It's old, but not as old as we might think. It was begun in 1632 on the Jumna River in North-central India, near the small town of Agra (once the capital of India). Located a 128 miles down river from India's present day capital, New Delhi; and twenty-two years under construction, when completed in all its breathtaking, marbleised beauty, it became the final resting place for Mumtaz Mahal, the beloved wife of the Shah, Jahan. Today we know it as the Taj Mahal, the most famous landmark in India. It is, in fact, a virtual symbol of the country. We often think of it as a gleaming white, onion-domed temple-like structure of Indian architecture, but in fact, it's actually a mottled light grey quite eclectic in its architectural origins. Though India is the home of several different architectural styles, the Taj Mahal, with its four cylindrical minarets, not unlike the campaniles of Christian churches; borrows from western Islamic and Byzantine influences as much as those of India. The romantic monument to a husband's love of his wife would not seem out of place anywhere on the Asian subcontinent from the Bosporus to the South China Sea.

Mumtaz Mahal was more than just the wife of the Shah and the mother of fourteen of his children (she died giving birth to their fourteenth child). Though she lived in the harem with numerous other wives and concubines, she was his FIRST wife, and as much her husband's advisor on important state matters as his wife, lover, and mother of his heirs. He even entrusted her with the all-important state seal. Her unexpected death devastated him and all of India. Legend has it she requested of the Shah, on her deathbed, that he build for her a monument of such perfect proportions and purity that no one could ever look upon it without sensing their love for one another.

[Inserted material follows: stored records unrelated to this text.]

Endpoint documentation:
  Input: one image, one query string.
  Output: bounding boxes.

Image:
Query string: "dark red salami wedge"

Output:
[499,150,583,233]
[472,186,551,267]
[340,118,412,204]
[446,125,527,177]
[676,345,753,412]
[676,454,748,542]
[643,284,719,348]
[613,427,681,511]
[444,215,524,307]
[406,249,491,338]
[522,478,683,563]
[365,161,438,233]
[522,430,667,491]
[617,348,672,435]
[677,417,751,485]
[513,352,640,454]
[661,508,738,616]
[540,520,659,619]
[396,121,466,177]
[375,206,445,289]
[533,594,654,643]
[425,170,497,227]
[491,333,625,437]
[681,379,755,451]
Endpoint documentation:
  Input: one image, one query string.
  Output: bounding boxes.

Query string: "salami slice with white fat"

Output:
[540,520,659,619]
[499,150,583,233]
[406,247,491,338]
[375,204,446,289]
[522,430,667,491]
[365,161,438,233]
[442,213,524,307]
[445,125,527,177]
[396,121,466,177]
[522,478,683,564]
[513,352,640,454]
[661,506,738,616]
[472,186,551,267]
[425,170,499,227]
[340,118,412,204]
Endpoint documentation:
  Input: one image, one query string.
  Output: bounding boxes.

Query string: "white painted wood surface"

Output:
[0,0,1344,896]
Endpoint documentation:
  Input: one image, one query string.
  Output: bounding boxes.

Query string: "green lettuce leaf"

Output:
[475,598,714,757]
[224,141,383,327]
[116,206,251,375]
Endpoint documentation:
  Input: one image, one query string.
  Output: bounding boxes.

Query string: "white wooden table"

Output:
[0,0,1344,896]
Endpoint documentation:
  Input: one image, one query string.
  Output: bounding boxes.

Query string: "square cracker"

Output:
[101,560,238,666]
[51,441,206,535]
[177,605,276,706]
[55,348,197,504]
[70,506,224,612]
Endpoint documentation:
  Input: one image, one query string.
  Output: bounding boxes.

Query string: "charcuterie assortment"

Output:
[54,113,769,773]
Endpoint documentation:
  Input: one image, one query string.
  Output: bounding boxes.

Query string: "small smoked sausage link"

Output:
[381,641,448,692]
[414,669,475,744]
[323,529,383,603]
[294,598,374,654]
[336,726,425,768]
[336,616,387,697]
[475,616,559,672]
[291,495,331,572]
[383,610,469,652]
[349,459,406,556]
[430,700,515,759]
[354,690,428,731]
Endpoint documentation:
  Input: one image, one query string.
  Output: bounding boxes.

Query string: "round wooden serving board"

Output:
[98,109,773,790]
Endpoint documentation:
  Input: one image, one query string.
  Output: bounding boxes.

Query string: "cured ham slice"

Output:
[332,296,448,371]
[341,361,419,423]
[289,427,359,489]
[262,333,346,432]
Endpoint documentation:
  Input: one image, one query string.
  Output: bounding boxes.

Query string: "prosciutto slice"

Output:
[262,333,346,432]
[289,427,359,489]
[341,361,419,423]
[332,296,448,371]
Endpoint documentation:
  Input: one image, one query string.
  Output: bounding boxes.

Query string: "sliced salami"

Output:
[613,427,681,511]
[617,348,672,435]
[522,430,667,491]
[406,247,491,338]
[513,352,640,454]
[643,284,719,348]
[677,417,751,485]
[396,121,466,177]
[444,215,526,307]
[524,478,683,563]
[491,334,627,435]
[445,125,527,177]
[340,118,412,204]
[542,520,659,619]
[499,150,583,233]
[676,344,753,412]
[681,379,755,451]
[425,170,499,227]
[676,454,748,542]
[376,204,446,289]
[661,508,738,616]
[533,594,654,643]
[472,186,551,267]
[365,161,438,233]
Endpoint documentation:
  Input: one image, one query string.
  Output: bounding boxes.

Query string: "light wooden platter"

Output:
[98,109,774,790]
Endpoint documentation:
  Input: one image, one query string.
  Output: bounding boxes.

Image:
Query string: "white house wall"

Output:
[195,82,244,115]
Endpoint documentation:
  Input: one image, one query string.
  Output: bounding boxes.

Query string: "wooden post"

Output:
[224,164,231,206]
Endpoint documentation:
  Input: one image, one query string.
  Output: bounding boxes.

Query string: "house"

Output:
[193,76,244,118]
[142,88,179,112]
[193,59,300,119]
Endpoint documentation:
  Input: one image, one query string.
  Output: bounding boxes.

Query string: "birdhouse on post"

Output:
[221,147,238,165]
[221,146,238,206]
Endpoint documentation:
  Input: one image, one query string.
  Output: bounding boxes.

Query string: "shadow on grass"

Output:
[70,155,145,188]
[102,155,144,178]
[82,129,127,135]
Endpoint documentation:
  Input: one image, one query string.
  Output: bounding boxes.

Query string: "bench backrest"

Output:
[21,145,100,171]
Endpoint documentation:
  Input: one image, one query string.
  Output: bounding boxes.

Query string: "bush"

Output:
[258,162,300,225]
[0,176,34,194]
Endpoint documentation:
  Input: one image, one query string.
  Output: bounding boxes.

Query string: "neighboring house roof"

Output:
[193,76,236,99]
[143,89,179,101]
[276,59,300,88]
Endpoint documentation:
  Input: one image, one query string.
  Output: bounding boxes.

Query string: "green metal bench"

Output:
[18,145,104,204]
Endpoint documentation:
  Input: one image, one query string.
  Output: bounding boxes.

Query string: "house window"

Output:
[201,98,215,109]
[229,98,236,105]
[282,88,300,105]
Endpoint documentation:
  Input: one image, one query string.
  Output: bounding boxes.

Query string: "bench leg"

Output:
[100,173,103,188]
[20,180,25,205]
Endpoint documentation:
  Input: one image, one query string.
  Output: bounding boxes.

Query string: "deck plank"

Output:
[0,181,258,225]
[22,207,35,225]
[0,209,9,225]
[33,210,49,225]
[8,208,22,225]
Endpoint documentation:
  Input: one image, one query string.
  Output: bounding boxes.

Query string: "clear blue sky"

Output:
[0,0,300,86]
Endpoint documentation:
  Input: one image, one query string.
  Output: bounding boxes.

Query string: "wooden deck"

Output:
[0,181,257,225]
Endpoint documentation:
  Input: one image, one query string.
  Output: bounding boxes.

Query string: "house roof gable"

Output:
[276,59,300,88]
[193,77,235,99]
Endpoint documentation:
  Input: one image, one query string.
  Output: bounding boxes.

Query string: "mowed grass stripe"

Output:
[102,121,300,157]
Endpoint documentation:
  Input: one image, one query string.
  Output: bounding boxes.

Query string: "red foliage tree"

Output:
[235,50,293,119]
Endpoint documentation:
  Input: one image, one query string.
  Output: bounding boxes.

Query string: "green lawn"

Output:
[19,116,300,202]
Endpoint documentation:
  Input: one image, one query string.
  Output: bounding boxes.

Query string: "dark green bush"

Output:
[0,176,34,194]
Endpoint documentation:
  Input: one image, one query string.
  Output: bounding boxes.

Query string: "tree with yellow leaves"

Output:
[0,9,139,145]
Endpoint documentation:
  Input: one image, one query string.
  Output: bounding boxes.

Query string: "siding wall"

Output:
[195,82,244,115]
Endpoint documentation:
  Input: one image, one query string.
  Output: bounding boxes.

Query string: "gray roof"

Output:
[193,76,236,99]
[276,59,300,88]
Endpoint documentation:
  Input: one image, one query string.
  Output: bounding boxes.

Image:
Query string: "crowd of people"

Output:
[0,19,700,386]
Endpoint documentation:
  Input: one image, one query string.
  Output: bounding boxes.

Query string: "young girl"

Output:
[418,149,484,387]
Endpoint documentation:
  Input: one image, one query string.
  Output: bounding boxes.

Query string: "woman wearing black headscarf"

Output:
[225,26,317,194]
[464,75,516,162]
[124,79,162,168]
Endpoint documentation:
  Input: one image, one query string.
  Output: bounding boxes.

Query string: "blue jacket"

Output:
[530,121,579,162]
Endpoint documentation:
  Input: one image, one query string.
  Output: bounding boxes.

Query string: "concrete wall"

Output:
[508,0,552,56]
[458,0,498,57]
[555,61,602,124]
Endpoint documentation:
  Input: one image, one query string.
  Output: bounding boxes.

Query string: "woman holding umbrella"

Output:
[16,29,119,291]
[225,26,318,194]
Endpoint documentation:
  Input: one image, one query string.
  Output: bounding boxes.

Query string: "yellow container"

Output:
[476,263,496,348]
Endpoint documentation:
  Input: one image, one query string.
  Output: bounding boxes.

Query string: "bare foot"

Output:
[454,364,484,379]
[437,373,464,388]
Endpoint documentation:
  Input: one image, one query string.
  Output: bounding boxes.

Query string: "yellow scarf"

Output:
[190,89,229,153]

No one has ever questioned either the Shah's romantic motives or the success of his endeavour. Original plans, upon completion of the Taj Mahal, called for an identical structure on the opposite bank of the river to be made of black marble and used as a tomb for the Shah. The Shah himself died in 1666, imprisoned in the infamous Red Fort nearby, but able to view from his cell the exquisite mausoleum he'd built for the love of his wife. The "Black Taj", of course, was never built. More fittingly, Shah Jahan is instead, entombed next to the woman he loved, under his magnificent marble dome.